Early on, I raised to 9k with AT and got a call from eventual champion Astin, who I had covered. The flop came down 986, and I continuation bet 20,000 into the ~30,000 pot with my overpair and gutshot draw. Astin shoved for 11k more with 76s, and his pair held up. That was a big hit to my stack.
A little later, Astin nailed me again. This time, I had enough chips to raise without shoving with K2o from the button. Astin called from the blind. We checked it down until the river, when the board read J87QT with a flush possible on the turn. On the river, I bet 40k as a bluff with my airball hand, and Astin raised me 50k more. Of course I folded, and I was essentially crippled. He said he had T8s.
Astin did a great job of recounting the hand in his recap: "It was easily my favourite hand of the tournament," he writes.
But the fun wasn't over yet. I still got to tilt Alcanthang, who had a ton of chips before I shoved J3 into his AJ. I hit a 3, diminished his stack and pissed him off. Sorry man!
That's OK though -- he got some of my chips back on my bust-out hand when I shoved J4 into Al's 55 and someone else's AK (I think). Al hit a 5 on the flop, and presto was gold!

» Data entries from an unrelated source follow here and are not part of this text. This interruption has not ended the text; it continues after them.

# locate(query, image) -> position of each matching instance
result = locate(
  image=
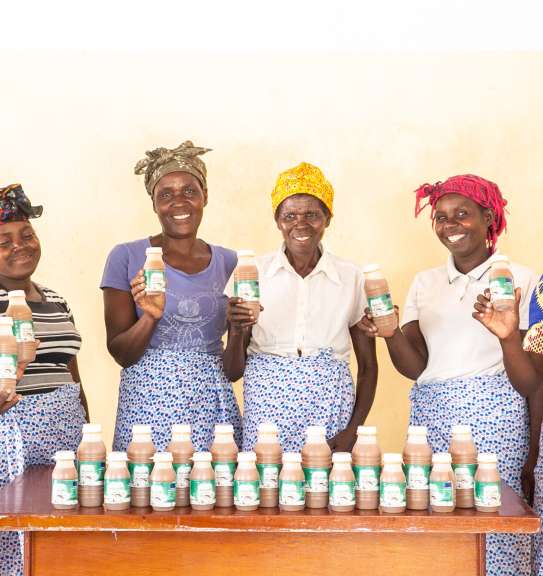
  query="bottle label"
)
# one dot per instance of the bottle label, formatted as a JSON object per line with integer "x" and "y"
{"x": 249, "y": 290}
{"x": 342, "y": 493}
{"x": 117, "y": 491}
{"x": 367, "y": 478}
{"x": 91, "y": 473}
{"x": 139, "y": 474}
{"x": 417, "y": 476}
{"x": 8, "y": 366}
{"x": 502, "y": 288}
{"x": 224, "y": 473}
{"x": 291, "y": 492}
{"x": 488, "y": 494}
{"x": 23, "y": 330}
{"x": 202, "y": 492}
{"x": 316, "y": 479}
{"x": 465, "y": 476}
{"x": 380, "y": 305}
{"x": 392, "y": 494}
{"x": 182, "y": 473}
{"x": 246, "y": 493}
{"x": 162, "y": 494}
{"x": 155, "y": 280}
{"x": 441, "y": 493}
{"x": 269, "y": 475}
{"x": 64, "y": 492}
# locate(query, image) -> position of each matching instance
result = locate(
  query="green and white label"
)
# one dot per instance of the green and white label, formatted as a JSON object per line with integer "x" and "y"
{"x": 441, "y": 493}
{"x": 224, "y": 473}
{"x": 117, "y": 491}
{"x": 367, "y": 478}
{"x": 291, "y": 493}
{"x": 316, "y": 479}
{"x": 155, "y": 280}
{"x": 91, "y": 473}
{"x": 8, "y": 366}
{"x": 380, "y": 305}
{"x": 392, "y": 494}
{"x": 342, "y": 493}
{"x": 417, "y": 476}
{"x": 269, "y": 475}
{"x": 465, "y": 476}
{"x": 64, "y": 492}
{"x": 182, "y": 473}
{"x": 247, "y": 289}
{"x": 246, "y": 493}
{"x": 140, "y": 474}
{"x": 23, "y": 330}
{"x": 202, "y": 492}
{"x": 488, "y": 494}
{"x": 162, "y": 494}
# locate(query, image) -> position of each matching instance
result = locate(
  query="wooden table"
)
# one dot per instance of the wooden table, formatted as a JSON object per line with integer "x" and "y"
{"x": 226, "y": 542}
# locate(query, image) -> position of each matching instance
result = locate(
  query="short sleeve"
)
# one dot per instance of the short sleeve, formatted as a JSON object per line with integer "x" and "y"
{"x": 116, "y": 269}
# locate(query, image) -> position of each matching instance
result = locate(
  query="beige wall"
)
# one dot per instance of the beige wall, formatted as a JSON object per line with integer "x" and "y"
{"x": 73, "y": 124}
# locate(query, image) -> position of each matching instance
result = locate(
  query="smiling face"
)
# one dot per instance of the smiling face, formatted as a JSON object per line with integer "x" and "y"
{"x": 20, "y": 250}
{"x": 462, "y": 225}
{"x": 179, "y": 200}
{"x": 302, "y": 220}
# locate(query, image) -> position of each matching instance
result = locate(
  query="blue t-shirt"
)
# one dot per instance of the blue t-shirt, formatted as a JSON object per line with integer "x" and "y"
{"x": 195, "y": 313}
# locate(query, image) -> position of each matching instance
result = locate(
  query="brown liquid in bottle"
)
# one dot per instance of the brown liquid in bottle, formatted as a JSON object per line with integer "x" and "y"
{"x": 316, "y": 464}
{"x": 23, "y": 325}
{"x": 91, "y": 456}
{"x": 225, "y": 455}
{"x": 417, "y": 458}
{"x": 464, "y": 463}
{"x": 140, "y": 464}
{"x": 367, "y": 468}
{"x": 64, "y": 481}
{"x": 380, "y": 301}
{"x": 8, "y": 355}
{"x": 292, "y": 493}
{"x": 182, "y": 451}
{"x": 268, "y": 461}
{"x": 117, "y": 482}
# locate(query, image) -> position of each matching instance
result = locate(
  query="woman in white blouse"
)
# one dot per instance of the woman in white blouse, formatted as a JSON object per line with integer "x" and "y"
{"x": 295, "y": 359}
{"x": 458, "y": 364}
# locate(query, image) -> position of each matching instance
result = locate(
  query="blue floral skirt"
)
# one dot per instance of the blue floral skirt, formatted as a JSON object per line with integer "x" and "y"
{"x": 294, "y": 393}
{"x": 499, "y": 421}
{"x": 166, "y": 387}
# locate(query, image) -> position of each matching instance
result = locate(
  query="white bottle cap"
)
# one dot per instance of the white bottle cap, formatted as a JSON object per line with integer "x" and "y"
{"x": 117, "y": 457}
{"x": 341, "y": 458}
{"x": 392, "y": 458}
{"x": 487, "y": 458}
{"x": 201, "y": 457}
{"x": 292, "y": 458}
{"x": 441, "y": 458}
{"x": 246, "y": 457}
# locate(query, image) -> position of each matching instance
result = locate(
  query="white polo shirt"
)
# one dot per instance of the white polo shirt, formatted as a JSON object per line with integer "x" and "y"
{"x": 442, "y": 299}
{"x": 305, "y": 315}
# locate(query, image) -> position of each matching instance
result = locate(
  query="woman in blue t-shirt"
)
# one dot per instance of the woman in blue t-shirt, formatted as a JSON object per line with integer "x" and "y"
{"x": 169, "y": 345}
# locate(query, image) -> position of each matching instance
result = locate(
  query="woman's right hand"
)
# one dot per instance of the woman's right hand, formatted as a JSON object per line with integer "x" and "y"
{"x": 151, "y": 304}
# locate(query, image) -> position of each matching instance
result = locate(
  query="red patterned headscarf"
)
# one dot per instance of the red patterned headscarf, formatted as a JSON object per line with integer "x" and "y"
{"x": 483, "y": 192}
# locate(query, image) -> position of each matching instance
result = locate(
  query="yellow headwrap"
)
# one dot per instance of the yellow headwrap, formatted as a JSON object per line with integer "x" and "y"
{"x": 303, "y": 179}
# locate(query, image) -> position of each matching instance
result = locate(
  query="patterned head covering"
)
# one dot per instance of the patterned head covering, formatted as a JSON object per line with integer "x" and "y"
{"x": 303, "y": 179}
{"x": 483, "y": 192}
{"x": 162, "y": 161}
{"x": 15, "y": 205}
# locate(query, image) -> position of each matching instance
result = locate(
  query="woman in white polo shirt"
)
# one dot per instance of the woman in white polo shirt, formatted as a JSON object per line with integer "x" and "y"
{"x": 458, "y": 364}
{"x": 295, "y": 360}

Along the way, I got tremendously lucky to hit the cards I needed. I was fortunate to have two shoves in front of me at my opening table, to win flips, to hit my rags when all-in, and to have two strong teammates on Team Roach so that we could take down the last longer trophy and cash.
That's the nature of tourneys and Vegas gambling. I'm glad it was my turn to hit for $512 in 5th place money, $120 for my share of the last longer prop, and $500 on top from PokerStars!